Wolf Creek 2 dials up the derangement to a level of almost self-parody, making Mick slightly less menacing, but all the more self-aware, and resulting in some of the film’s biggest laughs. “That’ll do, pig,” he cackles in one scene, quoting from the 1996 Aussie classic Babe before breaking the leg of a police officer struggling to escape his grasp. Another meta moment, presumably aimed at shocked overseas audiences directly, sees Taylor gleefully running down a mob of Kangaroos in his six-wheeler and shouting, “Welcome to Australia, cocksucker!” Welcome to Australia, indeed.
As a native Australian myself, I should have mixed feelings about Mclean’s depiction of my homeland.
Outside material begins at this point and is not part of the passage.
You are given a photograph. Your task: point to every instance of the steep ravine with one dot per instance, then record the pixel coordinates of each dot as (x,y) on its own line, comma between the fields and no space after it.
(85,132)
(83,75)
On the one hand, the Wolf Creek franchise – there’s also been a television series, and a third feature film is slated for 2023 – injected much needed life into the Australian horror scene, which has since seen acclaimed releases such as Relic and The Babadook. On the other, it’s not exactly good marketing for Australia’s tourism industry. With its disconcerting allusions to real-life traveller disappearances, the slogan “Where the bloody hell are you?” takes on a whole new meaning.
Ultimately, Wolf Creek 2 doesn’t terrify quite like the first chapter — but nor does it try to. Instead, the film twists its chilling source material into a horror comedy with an edge sharper than Mick Taylor’s trusty hunting knife. Tourists, you’ve been warned.